Custom hash function in dict is very slow?

why is using a custom hash function in a dict so slow?

using BenchmarkTools
import Base.hash,Base.isequal
rtuple() = (trunc(Int,rand()*10_000),trunc(Int,rand()*10_000)) #make random tuple in [0,10_000)

function Base.hash(t::Tuple{Int,Int})
    a = t[1] % UInt64
    b = t[2] % UInt64
    return ifelse(t[1] < t[2], (b << 32) | a, (a << 32) | b) % UInt
end
function Base.isequal(a::Tuple{Int,Int},b::Tuple{Int,Int})
    return min(a[1],a[2]) == min(b[1],b[2]) && max(a[1],a[2]) == max(b[1],b[2]) 
end
function addkeys(d,l)
    for t in l
        d[t] = 1
    end
end
function bench()
    l = [rtuple() for i in 1:100_000]
    @btime hash.($l)
    a = hash.(l)

    display(length(unique(a))) #not many collisions
    d = Dict{Tuple{Int,Int},Int}()
    
    @btime addkeys($d,$l)

end

bench()

output:

  37.160 μs (2 allocations: 781.33 KiB)
99906
  3.634 s (0 allocations: 0 bytes))

with the default hash function

  399.578 μs (2 allocations: 781.33 KiB)
99960
  1.445 ms (0 allocations: 0 bytes)

So, you can see that this hash function is very fast (10x faster than the default hash), and does not produce more collisions. However, it is 100x slower than the default hash when used in a Dict.

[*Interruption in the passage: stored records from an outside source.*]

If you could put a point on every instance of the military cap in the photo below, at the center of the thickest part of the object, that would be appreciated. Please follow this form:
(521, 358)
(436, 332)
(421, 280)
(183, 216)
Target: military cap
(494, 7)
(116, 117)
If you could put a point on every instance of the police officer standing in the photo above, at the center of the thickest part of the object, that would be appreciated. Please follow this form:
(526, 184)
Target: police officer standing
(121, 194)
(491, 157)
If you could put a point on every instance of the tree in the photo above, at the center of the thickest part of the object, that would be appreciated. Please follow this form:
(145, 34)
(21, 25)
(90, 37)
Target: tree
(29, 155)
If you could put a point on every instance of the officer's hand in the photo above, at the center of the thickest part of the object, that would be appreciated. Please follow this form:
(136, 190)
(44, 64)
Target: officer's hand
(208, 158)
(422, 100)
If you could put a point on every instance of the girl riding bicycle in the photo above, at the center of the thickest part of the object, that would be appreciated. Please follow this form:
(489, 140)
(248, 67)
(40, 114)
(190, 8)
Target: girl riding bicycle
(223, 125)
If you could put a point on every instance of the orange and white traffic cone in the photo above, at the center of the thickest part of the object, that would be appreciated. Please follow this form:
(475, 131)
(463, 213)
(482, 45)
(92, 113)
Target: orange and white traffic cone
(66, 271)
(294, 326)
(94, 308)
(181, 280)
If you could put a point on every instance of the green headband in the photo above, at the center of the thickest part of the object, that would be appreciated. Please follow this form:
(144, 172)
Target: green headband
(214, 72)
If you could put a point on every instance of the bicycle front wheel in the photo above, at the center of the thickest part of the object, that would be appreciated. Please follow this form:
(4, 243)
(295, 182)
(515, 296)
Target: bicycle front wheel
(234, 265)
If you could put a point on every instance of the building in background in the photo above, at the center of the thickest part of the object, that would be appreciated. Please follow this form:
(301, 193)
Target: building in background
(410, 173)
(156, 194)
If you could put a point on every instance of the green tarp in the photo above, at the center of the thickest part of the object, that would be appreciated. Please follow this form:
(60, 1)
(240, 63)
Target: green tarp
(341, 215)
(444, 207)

I have tried defining a custom type, as stated in this discourse thread, but it does not change the results. I also don’t think that is needed here as hash and isequal do dispatch correctly to Tuple{Int,Int} because Base defines a more general function.

Thanks

edit: I should mention that this is not my commutative algorithm, it comes from this stackoverflow post.

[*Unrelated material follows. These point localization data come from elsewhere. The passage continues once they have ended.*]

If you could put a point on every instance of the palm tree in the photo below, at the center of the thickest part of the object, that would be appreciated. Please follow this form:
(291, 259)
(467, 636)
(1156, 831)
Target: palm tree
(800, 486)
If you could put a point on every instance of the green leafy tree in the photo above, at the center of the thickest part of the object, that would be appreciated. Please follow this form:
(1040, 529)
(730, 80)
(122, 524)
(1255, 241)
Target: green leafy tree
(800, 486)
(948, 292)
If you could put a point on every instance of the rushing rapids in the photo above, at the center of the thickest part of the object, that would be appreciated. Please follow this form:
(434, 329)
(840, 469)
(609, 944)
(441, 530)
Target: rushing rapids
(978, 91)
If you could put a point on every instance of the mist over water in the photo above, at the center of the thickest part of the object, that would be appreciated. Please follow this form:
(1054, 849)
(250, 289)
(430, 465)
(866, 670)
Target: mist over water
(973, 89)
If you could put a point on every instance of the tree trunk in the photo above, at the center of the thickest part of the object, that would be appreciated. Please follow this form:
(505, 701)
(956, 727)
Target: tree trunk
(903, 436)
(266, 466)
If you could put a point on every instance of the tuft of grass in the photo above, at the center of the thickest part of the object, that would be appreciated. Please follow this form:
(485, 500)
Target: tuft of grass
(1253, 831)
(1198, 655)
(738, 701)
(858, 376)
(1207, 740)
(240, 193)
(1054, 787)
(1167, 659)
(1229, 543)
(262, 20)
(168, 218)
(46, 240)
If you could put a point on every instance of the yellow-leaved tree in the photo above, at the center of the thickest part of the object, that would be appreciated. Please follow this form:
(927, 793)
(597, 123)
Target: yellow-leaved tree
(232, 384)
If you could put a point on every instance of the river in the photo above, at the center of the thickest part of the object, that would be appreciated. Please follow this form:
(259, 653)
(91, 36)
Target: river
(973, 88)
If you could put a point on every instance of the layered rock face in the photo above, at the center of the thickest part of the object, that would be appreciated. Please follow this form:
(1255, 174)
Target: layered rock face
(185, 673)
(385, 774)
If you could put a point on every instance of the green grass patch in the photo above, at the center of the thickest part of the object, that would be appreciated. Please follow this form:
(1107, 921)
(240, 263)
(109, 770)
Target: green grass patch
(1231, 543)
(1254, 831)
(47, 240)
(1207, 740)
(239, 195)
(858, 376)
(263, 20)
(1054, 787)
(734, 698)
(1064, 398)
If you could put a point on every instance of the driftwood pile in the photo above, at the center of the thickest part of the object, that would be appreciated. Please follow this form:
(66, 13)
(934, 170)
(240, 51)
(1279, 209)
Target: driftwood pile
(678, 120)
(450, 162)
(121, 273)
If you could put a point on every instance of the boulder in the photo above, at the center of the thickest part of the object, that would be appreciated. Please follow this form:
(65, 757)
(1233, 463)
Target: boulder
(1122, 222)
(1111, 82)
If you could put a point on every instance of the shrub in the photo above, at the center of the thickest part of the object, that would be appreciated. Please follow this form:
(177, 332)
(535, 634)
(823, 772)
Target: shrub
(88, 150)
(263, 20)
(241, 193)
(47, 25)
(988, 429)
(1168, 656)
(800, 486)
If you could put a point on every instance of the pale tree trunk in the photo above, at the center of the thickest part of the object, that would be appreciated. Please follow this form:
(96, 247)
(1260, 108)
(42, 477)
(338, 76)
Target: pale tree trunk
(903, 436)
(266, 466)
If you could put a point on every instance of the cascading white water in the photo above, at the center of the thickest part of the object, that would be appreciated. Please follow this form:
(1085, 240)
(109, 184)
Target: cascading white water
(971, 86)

Gauthier Soleilhac found on slack that there are actually many collisions with this function.

That raises the question, it should be possible to use a commutative hash of int tuples without two orders of magnitude slowdown?

I have tried defining a custom type, as stated in this discourse thread, but it does not change the results. I also don’t think that is needed here as hash and isequal do dispatch correctly to Tuple{Int,Int} because Base defines a more general function.

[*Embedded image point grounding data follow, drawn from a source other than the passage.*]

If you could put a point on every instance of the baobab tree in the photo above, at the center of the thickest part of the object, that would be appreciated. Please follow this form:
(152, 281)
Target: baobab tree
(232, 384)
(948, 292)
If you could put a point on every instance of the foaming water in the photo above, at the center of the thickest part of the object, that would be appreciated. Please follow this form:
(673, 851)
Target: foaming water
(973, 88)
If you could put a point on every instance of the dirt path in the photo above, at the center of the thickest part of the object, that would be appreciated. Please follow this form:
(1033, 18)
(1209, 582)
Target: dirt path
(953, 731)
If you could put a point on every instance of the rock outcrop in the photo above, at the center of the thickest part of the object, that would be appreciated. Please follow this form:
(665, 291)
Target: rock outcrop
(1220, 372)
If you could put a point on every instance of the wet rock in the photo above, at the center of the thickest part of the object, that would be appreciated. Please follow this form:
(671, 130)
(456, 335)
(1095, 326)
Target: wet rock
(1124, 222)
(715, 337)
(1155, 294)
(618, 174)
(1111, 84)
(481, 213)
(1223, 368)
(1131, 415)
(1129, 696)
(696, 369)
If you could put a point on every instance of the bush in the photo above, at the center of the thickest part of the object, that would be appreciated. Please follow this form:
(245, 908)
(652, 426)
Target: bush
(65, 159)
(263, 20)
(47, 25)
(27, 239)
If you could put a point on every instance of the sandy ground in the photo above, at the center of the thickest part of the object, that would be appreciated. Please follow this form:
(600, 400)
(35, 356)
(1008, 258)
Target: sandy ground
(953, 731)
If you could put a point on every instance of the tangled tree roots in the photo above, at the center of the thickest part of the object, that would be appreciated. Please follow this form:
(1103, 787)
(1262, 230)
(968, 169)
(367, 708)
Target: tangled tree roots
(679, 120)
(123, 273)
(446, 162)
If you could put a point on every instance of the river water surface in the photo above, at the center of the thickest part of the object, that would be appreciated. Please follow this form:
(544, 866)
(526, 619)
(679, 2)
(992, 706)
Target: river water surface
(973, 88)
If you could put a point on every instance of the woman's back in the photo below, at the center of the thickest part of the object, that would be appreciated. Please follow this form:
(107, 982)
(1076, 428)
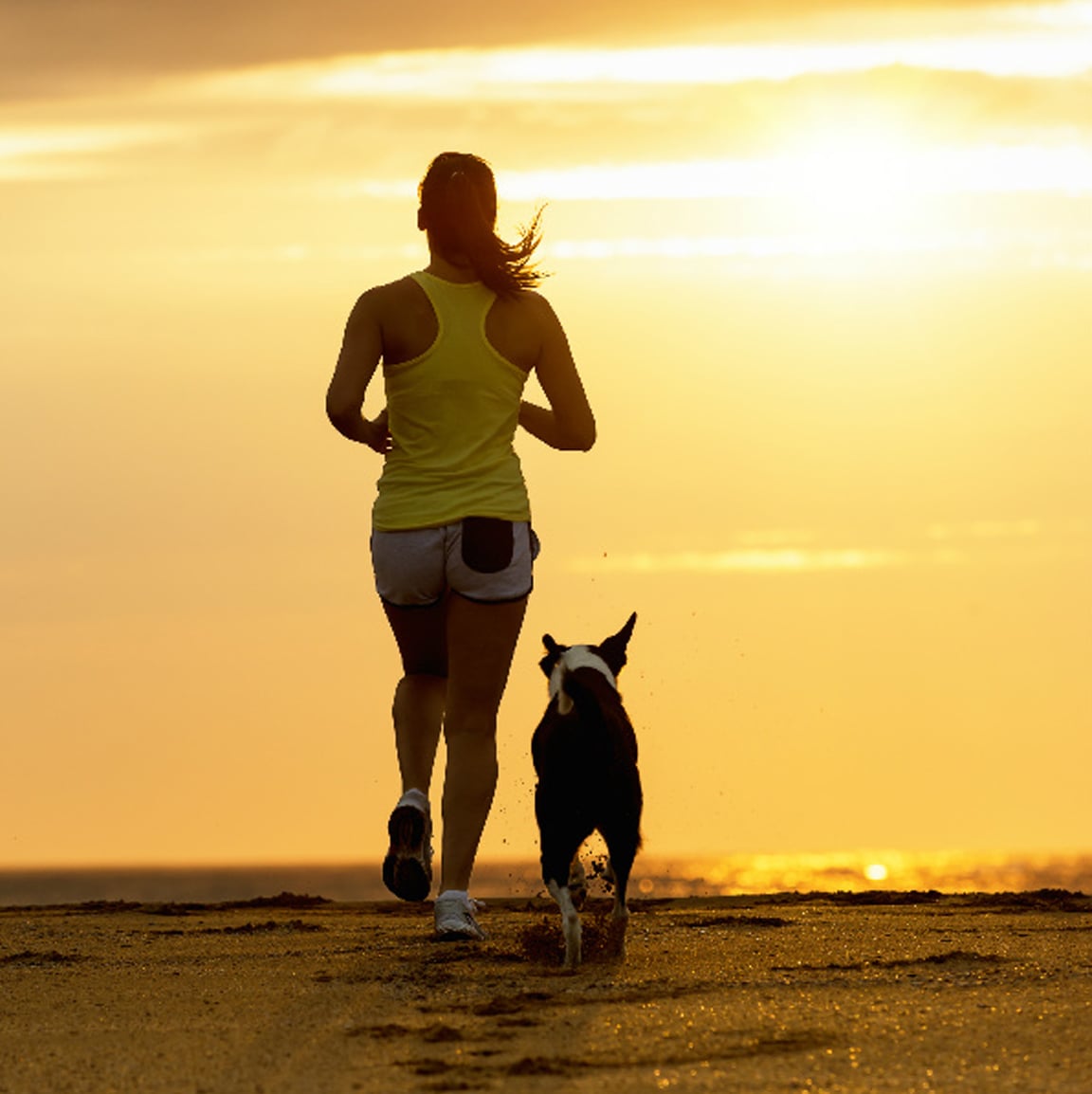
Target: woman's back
(452, 411)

The issue is not that dispatch is wrong; the issue is that some other unsuspecting code may test (a,b) == (c, d) for some tuple of integers. Your redefinition of Base.isequal now changes the behavior of this code. This is called type piracy.

… collisions …

The issue is that julia hash has a different contract than C++ hash: In C++, the hash function is supposed to minimize collisions, and nothing else. So e.g. hash(x::Int)::Int = x would be a reasonable hash in C++. This means that you cannot simply truncate the hash provided by an unknown user-provided type, you need to apply a random function to this hash (like e.g. a hash function). Imo this is bloody awful API design.

In julia, the contract of hash is that it should (1) minimize collisions, and (2) be reasonably random.

This is important, because Dict addresses its hashtable by just truncating to the lower bits of your user-provided hash-value (how many bits are taken depends on the size of the hashtable). Since your hashtable is pretty small, only the lower bits of min(t[1], t[2]) will be used, and max(t[1], t[2]) will not go into the actual adddressing.

1 Like

The issue is not that dispatch is wrong; the issue is that some other unsuspecting code may test (a,b) == (c, d) for some tuple of integers. Your redefinition of Base.isequal now changes the behavior of this code. This is called type piracy.

Right. That makes sense.

In julia, the contract of hash is that it should (1) minimize collisions, and (2) be reasonably random.

Ah I see. Thanks!